Physicists at Radbod University in the Netherlands have shown that Stephen Hawking was right about black holes eventually disappearing through evaporation, but the event horizon is not as important in this process as previously thought. Gravity and the curvature of space-time itself also produce Hawking radiation, which evaporates all sufficiently massive objects in the universe. This is reported in an article published in the arXiv preprint repository.

According to Hawking, pairs of virtual particles and antiparticles are spontaneously born and annihilate near the event horizon. Sometimes one particle from a pair falls below the event horizon, as a result of which the pair ceases to be virtual, and the other particle can fly away, forming radiation. According to the law of conservation of mass, radiation causes a black hole to lose mass (evaporate). In the new work, it was shown that the event horizon is not necessary for particle generation.

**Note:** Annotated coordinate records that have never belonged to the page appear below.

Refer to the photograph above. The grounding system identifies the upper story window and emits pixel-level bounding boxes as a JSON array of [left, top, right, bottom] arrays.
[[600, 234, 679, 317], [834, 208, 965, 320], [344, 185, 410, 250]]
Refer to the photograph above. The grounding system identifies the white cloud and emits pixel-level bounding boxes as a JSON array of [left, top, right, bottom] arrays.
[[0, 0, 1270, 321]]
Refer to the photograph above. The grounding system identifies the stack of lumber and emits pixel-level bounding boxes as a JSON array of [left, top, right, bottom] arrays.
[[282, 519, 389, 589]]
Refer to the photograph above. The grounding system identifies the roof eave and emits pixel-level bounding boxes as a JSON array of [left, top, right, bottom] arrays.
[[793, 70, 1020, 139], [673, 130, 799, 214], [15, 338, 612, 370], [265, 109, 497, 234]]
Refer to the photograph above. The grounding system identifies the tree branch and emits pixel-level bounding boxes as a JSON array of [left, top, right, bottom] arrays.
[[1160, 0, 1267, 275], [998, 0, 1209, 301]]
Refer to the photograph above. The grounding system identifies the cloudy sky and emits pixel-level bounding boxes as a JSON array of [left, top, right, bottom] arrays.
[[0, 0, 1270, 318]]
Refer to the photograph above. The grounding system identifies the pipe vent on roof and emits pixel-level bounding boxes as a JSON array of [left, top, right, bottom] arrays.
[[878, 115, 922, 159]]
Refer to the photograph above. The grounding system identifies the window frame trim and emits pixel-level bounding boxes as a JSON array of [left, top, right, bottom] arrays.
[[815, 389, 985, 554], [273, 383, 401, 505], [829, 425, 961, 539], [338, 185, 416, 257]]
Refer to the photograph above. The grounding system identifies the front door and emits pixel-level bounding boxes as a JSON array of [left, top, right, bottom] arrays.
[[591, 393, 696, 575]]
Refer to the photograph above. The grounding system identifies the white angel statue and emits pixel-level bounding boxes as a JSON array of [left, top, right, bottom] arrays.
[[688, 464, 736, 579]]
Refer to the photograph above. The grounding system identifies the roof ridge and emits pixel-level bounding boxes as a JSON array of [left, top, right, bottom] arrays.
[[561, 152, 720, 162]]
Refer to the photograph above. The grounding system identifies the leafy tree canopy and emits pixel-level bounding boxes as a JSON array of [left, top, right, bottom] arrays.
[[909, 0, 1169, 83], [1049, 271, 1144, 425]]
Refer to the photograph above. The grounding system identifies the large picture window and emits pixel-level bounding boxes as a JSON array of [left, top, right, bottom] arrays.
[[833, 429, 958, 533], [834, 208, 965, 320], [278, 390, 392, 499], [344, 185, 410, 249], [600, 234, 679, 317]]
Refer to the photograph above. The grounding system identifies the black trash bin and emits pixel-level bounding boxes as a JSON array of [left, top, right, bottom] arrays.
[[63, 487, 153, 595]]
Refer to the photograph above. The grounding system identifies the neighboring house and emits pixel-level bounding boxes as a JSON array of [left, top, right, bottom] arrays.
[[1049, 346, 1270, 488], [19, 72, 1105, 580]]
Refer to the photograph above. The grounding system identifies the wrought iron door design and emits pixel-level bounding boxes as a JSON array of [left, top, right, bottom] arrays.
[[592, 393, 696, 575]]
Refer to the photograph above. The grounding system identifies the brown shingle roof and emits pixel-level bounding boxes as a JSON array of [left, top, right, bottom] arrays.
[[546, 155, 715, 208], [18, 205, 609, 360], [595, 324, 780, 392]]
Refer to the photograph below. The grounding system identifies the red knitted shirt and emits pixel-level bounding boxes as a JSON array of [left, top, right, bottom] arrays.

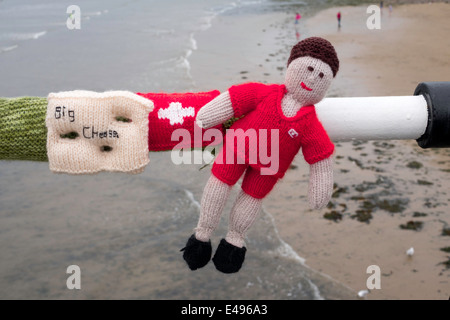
[[224, 83, 334, 178]]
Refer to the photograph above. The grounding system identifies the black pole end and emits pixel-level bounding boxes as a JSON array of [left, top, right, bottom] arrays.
[[414, 81, 450, 149]]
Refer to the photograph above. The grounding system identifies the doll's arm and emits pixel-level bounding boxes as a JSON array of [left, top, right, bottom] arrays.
[[0, 97, 48, 161], [195, 91, 234, 129], [308, 156, 333, 209]]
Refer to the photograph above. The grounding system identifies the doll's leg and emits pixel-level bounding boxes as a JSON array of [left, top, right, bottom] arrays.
[[225, 190, 262, 248], [212, 190, 262, 273], [181, 175, 232, 270], [212, 167, 278, 273], [195, 175, 232, 242]]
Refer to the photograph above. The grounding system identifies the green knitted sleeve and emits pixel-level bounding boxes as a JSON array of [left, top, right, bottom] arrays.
[[0, 97, 48, 161]]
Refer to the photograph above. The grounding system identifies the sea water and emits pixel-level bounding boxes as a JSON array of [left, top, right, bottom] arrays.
[[0, 0, 352, 299]]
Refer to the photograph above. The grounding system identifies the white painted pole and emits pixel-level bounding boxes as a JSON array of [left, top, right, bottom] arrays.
[[316, 95, 428, 141]]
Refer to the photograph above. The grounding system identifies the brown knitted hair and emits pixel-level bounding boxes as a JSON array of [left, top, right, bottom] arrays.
[[288, 37, 339, 77]]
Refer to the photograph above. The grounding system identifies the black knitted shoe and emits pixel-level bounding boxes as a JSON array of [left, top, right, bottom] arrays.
[[213, 239, 247, 273], [180, 235, 212, 270]]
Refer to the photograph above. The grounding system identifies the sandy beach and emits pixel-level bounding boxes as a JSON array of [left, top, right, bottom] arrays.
[[265, 3, 450, 300], [0, 0, 450, 300]]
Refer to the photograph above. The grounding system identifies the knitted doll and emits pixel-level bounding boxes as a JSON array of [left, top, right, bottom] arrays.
[[182, 37, 339, 273]]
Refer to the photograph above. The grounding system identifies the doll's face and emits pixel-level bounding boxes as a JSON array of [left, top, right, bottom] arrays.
[[285, 56, 333, 106]]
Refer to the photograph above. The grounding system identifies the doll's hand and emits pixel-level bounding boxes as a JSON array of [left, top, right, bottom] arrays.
[[308, 157, 333, 209], [195, 91, 234, 129]]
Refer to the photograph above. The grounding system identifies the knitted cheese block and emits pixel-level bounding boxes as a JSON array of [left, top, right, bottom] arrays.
[[45, 91, 153, 174], [0, 97, 48, 161]]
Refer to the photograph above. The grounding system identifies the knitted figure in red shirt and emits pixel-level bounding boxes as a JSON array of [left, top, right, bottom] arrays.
[[182, 37, 339, 273]]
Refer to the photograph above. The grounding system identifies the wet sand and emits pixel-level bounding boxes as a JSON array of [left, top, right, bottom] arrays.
[[265, 3, 450, 300], [0, 0, 450, 299]]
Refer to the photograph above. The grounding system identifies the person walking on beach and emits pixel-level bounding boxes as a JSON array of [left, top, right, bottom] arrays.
[[295, 12, 302, 24]]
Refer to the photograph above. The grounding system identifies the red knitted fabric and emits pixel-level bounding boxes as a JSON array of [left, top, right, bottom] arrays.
[[137, 90, 223, 151], [223, 83, 334, 178]]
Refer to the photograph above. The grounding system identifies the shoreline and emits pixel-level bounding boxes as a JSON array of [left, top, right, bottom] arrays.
[[265, 3, 450, 299], [191, 3, 450, 299]]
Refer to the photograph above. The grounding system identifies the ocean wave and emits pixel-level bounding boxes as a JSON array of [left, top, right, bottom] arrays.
[[0, 30, 47, 41], [0, 44, 19, 53]]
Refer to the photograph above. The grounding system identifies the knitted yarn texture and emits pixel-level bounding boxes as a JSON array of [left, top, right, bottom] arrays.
[[0, 97, 48, 161], [287, 37, 339, 77], [46, 91, 153, 174]]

It was previously believed that Hawking radiation was impossible without an event horizon, but the very curvature of space-time created by a body of large mass plays a large role in the generation of particles that are separated by the tidal forces of the gravitational field. Since any large objects, such as the remnants of evolved stars, have enough mass to create the curvature of space-time, they also evaporate, as well as the Universe itself, which changes the view of its distant future.

Scientists note that this phenomenon should not give rise to an information paradox, according to which information about the state of particles in the composition of a space object is lost when it evaporates. To prove the conservation of information, further theoretical studies are needed regarding the entropy of the object and the thermal nature of the radiation. It has been previously shown that information in black holes should not really be lost, but no explanation has yet been proposed for how information can escape from a black hole when it evaporates.